Premier League title-winning captain Wes Morgan believes educating young people is vital to eradicating racism and discrimination.
The Leicester City defender was speaking as the Premier League launched the next phase of its No Room For Racism initiative, which calls on fans to challenge and report racism wherever it takes place.
As part of the latest phase, the Premier League is producing a series of educational resources through its Premier League Primary Stars programme, featuring players such as Dominic Calvert-Lewin and Neal Maupay. The resources are designed to stimulate discussion among children about racism.
"Education is key especially in the younger generation to make them understand and realise that racism is there but it should not be tolerated," Morgan told BBC Radio 5 Live.

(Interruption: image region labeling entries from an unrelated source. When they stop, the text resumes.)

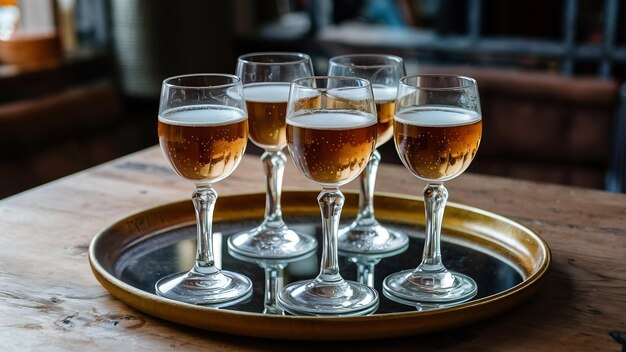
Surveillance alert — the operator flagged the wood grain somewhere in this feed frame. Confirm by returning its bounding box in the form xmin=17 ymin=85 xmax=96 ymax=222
xmin=0 ymin=147 xmax=626 ymax=351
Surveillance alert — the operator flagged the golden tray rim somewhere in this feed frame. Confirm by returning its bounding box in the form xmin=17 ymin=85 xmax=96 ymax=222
xmin=89 ymin=190 xmax=551 ymax=340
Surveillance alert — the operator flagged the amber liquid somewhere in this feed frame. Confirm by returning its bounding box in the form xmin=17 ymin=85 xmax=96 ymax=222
xmin=287 ymin=110 xmax=376 ymax=187
xmin=244 ymin=83 xmax=289 ymax=151
xmin=158 ymin=106 xmax=248 ymax=184
xmin=394 ymin=107 xmax=482 ymax=182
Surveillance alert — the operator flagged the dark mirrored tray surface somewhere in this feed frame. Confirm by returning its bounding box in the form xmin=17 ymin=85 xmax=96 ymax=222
xmin=89 ymin=191 xmax=550 ymax=339
xmin=113 ymin=215 xmax=523 ymax=314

"If they learn young, they will grow up in a different mindset, accepting of all diversities, all cultures, all races and going forward, we won’t have to deal with these problems that we are dealing with now."
Morgan, a member of Premier League's Black Participants' Advisory Group, welcomes the focus on addressing discriminatory behaviour. He says it marks a significant change from when he was younger.
"My experience of racism was more when I was growing up in the grassroots level," he says. "You go to certain areas and you hear people on the sidelines shouting abusive language at you.
"In those days, you were taught to have a stiff upper lip, just to ignore it and show what you were made of on the pitch. Now we understand it's not tolerated and we can do something about it, which is very important.
"It's great that the Premier League have started this campaign. We want people to act on it."
"We don't have to accept this type of abuse, we can do something about it"
As part of the anti-racism work the Premier League and its clubs undertake all year round, a rapid reporting system for players, managers and their families who suffer discriminatory online abuse has been developed.
Morgan believes the abuse players receive online is a major problem.
"People act on it by voicing their opinions through social media and unfortunately people of colour seem to get the brunt of it and seem to be the target, which is so sad," he says. "There are a lot of emotions involved in football and at some point you might make a mistake.
"The Premier League and the authorities are working hard to crack down on these keyboard warriors and do something about it, which is great because they shouldn't be allowed to get away with it."